勿論本作は鬼太郎物、妖怪物であり、中盤以降ちゃんと妖怪たちが大活躍する訳ですが、横溝正史のおどろおどろしい世界観は、妖怪物一歩手前の世界を描いていたとも言えるので、金田一耕助ファンとしてもこの世界観は中々楽しめました。
内容については、鬼太郎誕生までの物語ということで、鬼太郎は主人公ではなく、後の目玉おやじである鬼太郎の父・ゲゲ郎と、水木しげるの分身である水木の2人が主人公でした。
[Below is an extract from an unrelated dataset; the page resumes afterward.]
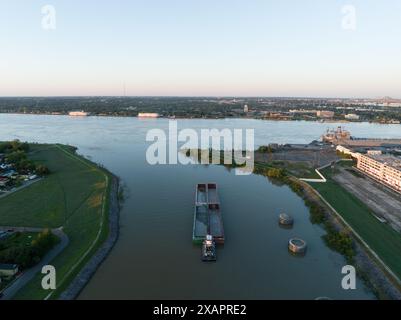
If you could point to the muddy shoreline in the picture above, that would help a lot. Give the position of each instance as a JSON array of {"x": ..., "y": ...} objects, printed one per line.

本作の水木は、水木先生のように片腕こそ失っていないものの、南方戦線で散々な目に遭って復員した経歴を持っていました。この辺りは水木先生の「総員玉砕せよ!」からの挿話であり(「総員玉砕せよ!」では水木先生の分身たる丸山は戦死してしまいましたが)、水木が鬼太郎の父と出会い、ともに戦い、そして生まれたばかりの鬼太郎を助けるという流れは、現実と虚構の融合そのもので、かなり胸アツな展開でした。
映像的には犬神家路線を踏襲してか(?)、かなりおどろおどろしいハードボイルドなタッチで描かれており、怪奇物の王道を行っていた感じでした。ただホンワカした感じの鬼太郎に慣れ親しんでいた者としては、意外な感じもしたものの、犬神家のアニメ化みたいな面白さもあってあまり気になりませんでした。
一方音楽としては、「ゲ・ゲ・ゲゲゲのゲ~」が殆ど流れず、これはチト残念でした。まあこの曲を全面に出してしまうと、ハードボイルド路線じゃなくなってしまうので、世界観を統一するためには仕方なかったのでしょうかね。
そんな訳で、鬼太郎ファンとしても犬神家ファンとしても楽しめたので、評価は★4とします。